Download or read book Moral Tribes written by Joshua Greene and published by Penguin. This book was released on 2014-12-30 with total page 434 pages. Available in PDF, EPUB and Kindle. Book excerpt: “Surprising and remarkable…Toggling between big ideas, technical details, and his personal intellectual journey, Greene writes a thesis suitable to both airplane reading and PhD seminars.”—The Boston Globe Our brains were designed for tribal life, for getting along with a select group of others (Us) and for fighting off everyone else (Them). But modern times have forced the world’s tribes into a shared space, resulting in epic clashes of values along with unprecedented opportunities. As the world shrinks, the moral lines that divide us become more salient and more puzzling. We fight over everything from tax codes to gay marriage to global warming, and we wonder where, if at all, we can find our common ground. A grand synthesis of neuroscience, psychology, and philosophy, Moral Tribes reveals the underlying causes of modern conflict and lights the way forward. Greene compares the human brain to a dual-mode camera, with point-and-shoot automatic settings (“portrait,” “landscape”) as well as a manual mode. Our point-and-shoot settings are our emotions—efficient, automated programs honed by evolution, culture, and personal experience. The brain’s manual mode is its capacity for deliberate reasoning, which makes our thinking flexible. Point-and-shoot emotions make us social animals, turning Me into Us. But they also make us tribal animals, turning Us against Them. Our tribal emotions make us fight—sometimes with bombs, sometimes with words—often with life-and-death stakes. A major achievement from a rising star in a new scientific field, Moral Tribes will refashion your deepest beliefs about how moral thinking works and how it can work better.

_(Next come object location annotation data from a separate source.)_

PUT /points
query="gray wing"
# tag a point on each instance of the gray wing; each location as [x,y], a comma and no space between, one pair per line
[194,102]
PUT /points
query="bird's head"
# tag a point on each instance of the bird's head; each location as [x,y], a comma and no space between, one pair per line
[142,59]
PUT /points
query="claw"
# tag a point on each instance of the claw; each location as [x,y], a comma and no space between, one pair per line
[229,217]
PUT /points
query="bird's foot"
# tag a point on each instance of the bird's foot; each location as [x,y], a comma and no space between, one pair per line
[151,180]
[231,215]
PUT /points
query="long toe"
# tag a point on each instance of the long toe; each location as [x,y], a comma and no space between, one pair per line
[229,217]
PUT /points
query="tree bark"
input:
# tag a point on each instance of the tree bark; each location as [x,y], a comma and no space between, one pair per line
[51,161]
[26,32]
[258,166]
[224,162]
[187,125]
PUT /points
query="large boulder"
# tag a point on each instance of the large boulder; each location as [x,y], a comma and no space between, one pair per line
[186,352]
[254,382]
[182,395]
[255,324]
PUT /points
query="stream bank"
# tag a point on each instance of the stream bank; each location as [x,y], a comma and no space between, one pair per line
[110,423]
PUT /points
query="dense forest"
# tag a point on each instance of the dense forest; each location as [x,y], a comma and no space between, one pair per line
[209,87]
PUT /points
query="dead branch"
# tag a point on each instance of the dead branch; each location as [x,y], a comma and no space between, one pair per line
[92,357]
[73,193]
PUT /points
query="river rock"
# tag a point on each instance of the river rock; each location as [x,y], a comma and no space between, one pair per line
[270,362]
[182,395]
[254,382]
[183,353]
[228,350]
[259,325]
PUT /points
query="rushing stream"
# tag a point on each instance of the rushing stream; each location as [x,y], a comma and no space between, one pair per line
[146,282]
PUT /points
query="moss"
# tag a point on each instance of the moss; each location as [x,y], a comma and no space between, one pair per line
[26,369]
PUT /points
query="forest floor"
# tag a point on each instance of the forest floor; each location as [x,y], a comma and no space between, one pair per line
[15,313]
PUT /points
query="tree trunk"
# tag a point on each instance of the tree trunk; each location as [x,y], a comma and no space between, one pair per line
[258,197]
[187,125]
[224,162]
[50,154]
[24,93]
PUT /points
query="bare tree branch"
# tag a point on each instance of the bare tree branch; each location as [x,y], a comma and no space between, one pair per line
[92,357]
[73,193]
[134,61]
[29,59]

Book Twilight of the Elites

Download or read book Twilight of the Elites written by Christopher Hayes and published by Crown. This book was released on 2012 with total page 306 pages. Available in PDF, EPUB and Kindle. Book excerpt: Analyzes scandals in high-profile institutions, from Wall Street and the Catholic Church to corporate America and Major League Baseball, while evaluating how an elite American meritocracy rose throughout the past half-century before succumbing to unprecedented levels of corruption and failure. 75,000 first printing.

Book A Dream Called Home

Download or read book A Dream Called Home written by Reyna Grande and published by Washington Square Press. This book was released on 2019-07-02 with total page 336 pages. Available in PDF, EPUB and Kindle. Book excerpt: From bestselling author of the remarkable memoir, The Distance Between Us comes an inspiring account of one woman’s quest to find her place in America as a first-generation Latina university student and aspiring writer determined to build a new life for her family one fearless word at a time. “Here is a life story so unbelievable, it could only be true” (Sandra Cisneros, bestselling author of The House on Mango Street). As an immigrant in an unfamiliar country, with an indifferent mother and abusive father, Reyna had few resources at her disposal. Taking refuge in words, Reyna’s love of reading and writing propels her to rise above until she achieves the impossible and is accepted to the University of California, Santa Cruz. Although her acceptance is a triumph, the actual experience of American college life is intimidating and unfamiliar for someone like Reyna, who is now estranged from her family and support system. Again, she finds solace in words, holding fast to her vision of becoming a writer, only to discover she knows nothing about what it takes to make a career out of a dream. Through it all, Reyna is determined to make the impossible possible, going from undocumented immigrant of little means to “a fierce, smart, shimmering light of a writer” (Cheryl Strayed, author of Wild); a National Book Critics Circle Award Finalist whose “power is growing with every book” (Luis Alberto Urrea, Pultizer Prize finalist); and a proud mother of two beautiful children who will never have to know the pain of poverty and neglect. Told in Reyna’s exquisite, heartfelt prose, A Dream Called Home demonstrates how, by daring to pursue her dreams, Reyna was able to build the one thing she had always longed for: a home that would endure.